LAUSR

Excited-state absorption (ESA) spectra of π-conjugated compounds are frequently calculated by (quadratic response) time-dependent density functional theory, (QR) TD-DFT, often giving a reasonable representation of the experimental results despite the (known) incomplete electronic description. To investigate whether this is inherent to the method, we calculate here the ESA spectra of small-to-medium-sized oligophenylenevinylenes (nPV) and oligothiophenes (nT) using QR TD-DFT as well as CASPT2 based on CASSCF geometries.
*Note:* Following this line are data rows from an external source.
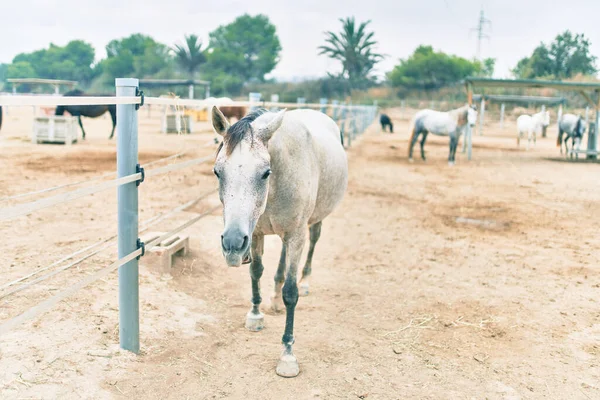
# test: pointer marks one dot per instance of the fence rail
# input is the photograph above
(351, 119)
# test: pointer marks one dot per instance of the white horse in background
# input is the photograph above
(573, 127)
(450, 123)
(532, 125)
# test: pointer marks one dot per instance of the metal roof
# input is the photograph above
(500, 98)
(532, 83)
(42, 81)
(172, 82)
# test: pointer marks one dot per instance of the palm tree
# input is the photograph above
(190, 56)
(354, 48)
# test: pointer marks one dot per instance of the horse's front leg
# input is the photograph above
(288, 364)
(452, 151)
(81, 125)
(255, 319)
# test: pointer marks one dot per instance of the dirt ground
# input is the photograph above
(478, 281)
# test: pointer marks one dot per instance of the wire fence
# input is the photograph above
(352, 120)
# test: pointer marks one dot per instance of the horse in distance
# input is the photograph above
(572, 127)
(532, 125)
(441, 123)
(279, 173)
(91, 111)
(385, 121)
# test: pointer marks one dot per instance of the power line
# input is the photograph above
(480, 32)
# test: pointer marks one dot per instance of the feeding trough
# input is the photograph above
(54, 129)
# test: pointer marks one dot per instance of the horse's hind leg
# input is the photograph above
(276, 297)
(413, 140)
(81, 125)
(113, 117)
(315, 234)
(255, 320)
(423, 146)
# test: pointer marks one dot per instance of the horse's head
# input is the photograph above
(580, 127)
(243, 167)
(545, 118)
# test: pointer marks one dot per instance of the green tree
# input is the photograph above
(137, 55)
(488, 67)
(20, 69)
(247, 49)
(75, 61)
(190, 56)
(354, 47)
(427, 69)
(567, 56)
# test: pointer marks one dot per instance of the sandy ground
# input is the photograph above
(478, 281)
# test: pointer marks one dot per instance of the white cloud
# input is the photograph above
(517, 25)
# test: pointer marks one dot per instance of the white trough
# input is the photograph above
(55, 129)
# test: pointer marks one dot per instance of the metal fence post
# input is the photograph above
(254, 99)
(343, 114)
(274, 99)
(323, 102)
(301, 101)
(336, 111)
(127, 195)
(482, 115)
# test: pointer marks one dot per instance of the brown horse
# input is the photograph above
(92, 111)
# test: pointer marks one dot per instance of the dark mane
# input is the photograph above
(237, 132)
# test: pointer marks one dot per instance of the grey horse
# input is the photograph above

CASPT2 gives indeed a reliable, theoretically correct description of the ESA features for all compounds; the computational effort can be reduced without significant loss of accuracy using TD-DFT geometries. QR TD-DFT, based on BHandHLYP and CAM-/B3LYP functionals, fails on short nTs but provides a reasonable description for spectral positions of nPVs and long nTs. The failure on short nTs is, however, only partly due to the incomplete configuration description but, in particular, related to an improper MO description, resulting in an asymmetric energy spacing of the occupied vs unoccupied MOs in the DFT scheme. Longer nTs, on the other side, adapt approximately the MO scheme for alternant hydrocarbons just like in nPVs, while contributions by two triplet excitations combined to a singlet (which inhibits an accurate treatment of polyenes with standard TD-DFT) do not play a relevant role in the current case. For such "well-behaved" systems, a reasonable representation of ESA spectra is found at the QR TD-DFT level due to the rather small energy shifts when including higher-order excitations.